Makita Batteries Degraded Performance, Few Months Old, Warranty?

Makita Batteries Help. Lawn mower related, but batteries can be used in their power tools line…

I purchased a Makita 36V 21 inch metal self prop mower. It used two 18V batteries. It came with four of them. Bought it a few months ago, brand new. I’m noticing huge degradation of performance. Have to chare batteries multiple times, when before didn’t have to.

When I first used the lawn mower, it was great. I mow my whole 3/4 acre lawn mower on one two set of batteries. The second time I mowed my lawn, I had to switch over to the other set about 4/5 of the way there. Third time, it got worse and it was about 3/5 of the way there before I had to switch over. I decided to turn off the self propulsion part of the lawn mower and just pushed it, seemed to help.

Now, however, I have to switch over to the other set, about 1/4 of the way there, charge the discharged batteries and continue on the second set of batteries. Stop at about 1/2 way, and wait for the other set to fully charge. Once it’s charged switched them out from the charger and continue charging the other set, then I can finish mowing the lawn without having to stop again.

It seems that if I charge my batteries right before using them, they lost longer. Where if I don’t use them for a few days, they don’t last as long. I’m wondering if this is a common issue or if I should possibly try and return them? I like the mower a lot, but the batteries don’t seem to be working as good as when they were brand new. Maybe it’s possible to get the batteries replaced under warranty?

I’ve never had this issue with my Milwaukee batteries for impact wrench, or my DeWalt batteries for my other tools.

Thanks for any help.

I don’t think that’s right. My Ryobi mower used about 3/4 of one battery when it was new two years ago. It still uses about 3/4 of one battery, give or take.

Same here, my EGo mower battery works as well as it did 4 years ago.

LiON batteries like to be charged before use. They can do OK if left in a charged state but don’t expect full service if used that way. One sure way to kill them is to run them hard and immediately, while they are still quite hot, slap them in the charger. They need to cool down before you attempt to charge them again. Don’t run them down completely either. Once they start to show signs of being exhausted, let them cool and place on the charger. They do not exhibit any memory issues so shallow discharge and recharge is not an issue for them. Once charged, remove them from the charger- don’t leave them connected to the charger indefinitely.

I have several Ryobi 40V lawn mower-outdoor items, and have (4) batteries.

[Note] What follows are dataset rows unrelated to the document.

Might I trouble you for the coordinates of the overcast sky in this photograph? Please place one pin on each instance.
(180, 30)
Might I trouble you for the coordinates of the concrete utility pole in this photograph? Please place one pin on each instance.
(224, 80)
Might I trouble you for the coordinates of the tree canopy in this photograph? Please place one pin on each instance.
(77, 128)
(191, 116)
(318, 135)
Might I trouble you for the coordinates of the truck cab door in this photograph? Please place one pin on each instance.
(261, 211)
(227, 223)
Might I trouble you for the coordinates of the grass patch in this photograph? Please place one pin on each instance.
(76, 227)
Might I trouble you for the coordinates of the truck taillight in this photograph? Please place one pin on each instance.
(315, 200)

I can usually mow my whole yard on about 2 to 3 batteries. It’s been this way ever since I first got the equipment 4 years ago or so. Of course, one factor is if the grass it tall, thick, or wet. I think the blade sharpness plays a role, too.

Here’s a question, which someone else kind of touched on. Do you keep your batteries on the charger all the time, or take them off when fully charged, let them sit for week until you mow again, and then use? I keep mine on the charger all the time, even in the winter. It occurred to me that if you’re charging the batteries after use, removing them from the charger, and then using them to mow a week later, that could be a factor here.

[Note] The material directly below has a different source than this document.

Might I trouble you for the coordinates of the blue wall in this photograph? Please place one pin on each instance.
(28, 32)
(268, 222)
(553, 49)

Overall I’m a huge fan of the battery powered lawn equipment. It’s so much easier to deal with than gas powered stuff.

No Makita Li Ion battery experience, but I only had to replace the NiCads for the Makita driver-drill once in 30 years. I’m not a heavy duty construction worker , but use it some most every week. IMO battery power for a lawnmower isn’t a good choice if you have to mow 3/4 acre. Either purchase a gasoline lawnmower, or just replace the batteries when they won’t take a charge.

Your problem might not be the batteries. Occasionally a charger will sense a full charge before the battery is even partially charged. I had this issue with one of my Ryobi chargers once. But every time you buy a new tool during one of their sales, you get a new battery and charger so I just tossed the bad charger, still have two in the wings waiting for one of the others to fail.

Most Lion battery chargers will not over charge. They are designed to bring the battery to full charge and stop. Which is when you see the green light.

Of course. A properly designed charger AND battery are safe to leave attached. But do you know if they were properly designed and are safe? Even you mentioned most. :wink: The hazard is real and more pronounced than any other preceding battery technology. I only buy products, packs and chargers with the appropriate certifications and regulatory compliance but I will not leave them plugged in for extended periods, unattended.

A smart plug with a timer function is nice for this. When I plug in our cordless vacuum to charge, I set the plug to shut off in a few hours so that I don’t have to remember to unplug it.